Date: Fri, 28 Jul 2017 14:59:24 +0200
From: Peter Zijlstra <peterz@infradead.org>
To: Dietmar Eggemann <dietmar.eggemann@arm.com>
Cc: Jeffrey Hugo <jhugo@codeaurora.org>, Ingo Molnar <mingo@redhat.com>,
        linux-kernel@vger.kernel.org, Austin Christ <austinwc@codeaurora.org>,
        Tyler Baicar <tbaicar@codeaurora.org>,
        Timur Tabi <timur@codeaurora.org>
Subject: Re: [PATCH V6] sched/fair: Remove group imbalance from
 calculate_imbalance()
Message-ID: <20170728125924.eaw6unxude2qiyym@hirez.programming.kicks-ass.net>
References: <1499975708-31090-1-git-send-email-jhugo@codeaurora.org>
 <0f91065c-94cb-3780-0d77-f2be682086bf@arm.com>
 <20170726145407.rfswqxoclvezukwq@hirez.programming.kicks-ass.net>
 <5ddf061e-26a2-7151-adff-7ae339c848ac@arm.com>
MIME-Version: 1.0
Content-Type: text/plain; charset=us-ascii
Content-Disposition: inline
In-Reply-To: <5ddf061e-26a2-7151-adff-7ae339c848ac@arm.com>
User-Agent: NeoMutt/20170609 (1.8.3)
Sender: linux-kernel-owner@vger.kernel.org
Content-Length: 1548
Lines: 46

On Fri, Jul 28, 2017 at 01:16:24PM +0100, Dietmar Eggemann wrote:
> >> IIRC the topology you had in mind was MC + DIE level with n (n > 2) DIE
> >> level sched groups.
> > 
> > That'd be a NUMA box?
> 
> I don't think it's NUMA. SD level are MC, DIE w/ # DIE sg's >> 2.

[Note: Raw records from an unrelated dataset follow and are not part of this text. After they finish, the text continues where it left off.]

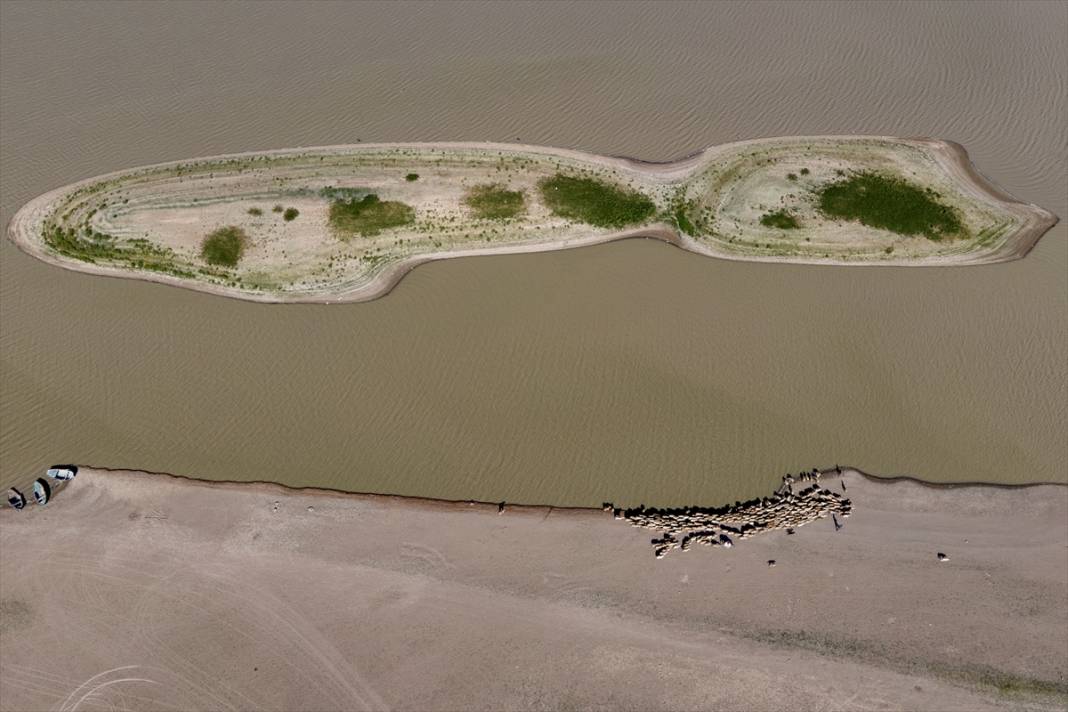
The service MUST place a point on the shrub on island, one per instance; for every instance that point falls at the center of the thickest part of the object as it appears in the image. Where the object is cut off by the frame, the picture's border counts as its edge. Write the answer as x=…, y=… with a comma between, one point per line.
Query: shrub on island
x=595, y=202
x=495, y=202
x=891, y=203
x=224, y=247
x=368, y=216
x=780, y=219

Ah, I can't read. I thought >2 DIEs.

> > So this is 4 * 18 * 2 = 144 cpus:
> 
> Impressive ;-)

Takes forever to boot though :/

> > If I then start a 3rd loop, I see 100% 50%,50%. I then kill the 100%.
> > Then instantly they balance and I get 2x100% back.
> 
> Yeah, could reproduce on IVB-EP (2x10x2).

OK, I have one of those. What should I do, because I didn't actually see
anything odd.

> > Anything else I need to reproduce? (other than maybe a slightly less
> > insane machine :-)
> 
> I guess what Jeff is trying to avoid is that 'busiest->load_per_task'
> lowered to 'sds->avg_load' in case of an imbalanced busiest sg:
> 
>   if (busiest->group_type == group_imbalanced)
>     busiest->load_per_task = min(busiest->load_per_task, sds->avg_load);
> 
> is so low that later fix_small_imbalance() won't be called and
> 'env->imbalance' stays so low that load-balance of on 50% task to the
> now idle cpu won't happen.
> 
>   if (env->imbalance < busiest->load_per_task)
>     fix_small_imbalance(env, sds);
> 
> Having really a lot of otherwise idle DIE sg's helps to keep
> 'sds->avg_load' low in comparison to 'busiest->load_per_task'.

Right, but the whole load_per_task thing is a bit wonky, and since
that's the basis of fix_small_imbalance() I'm very suspect.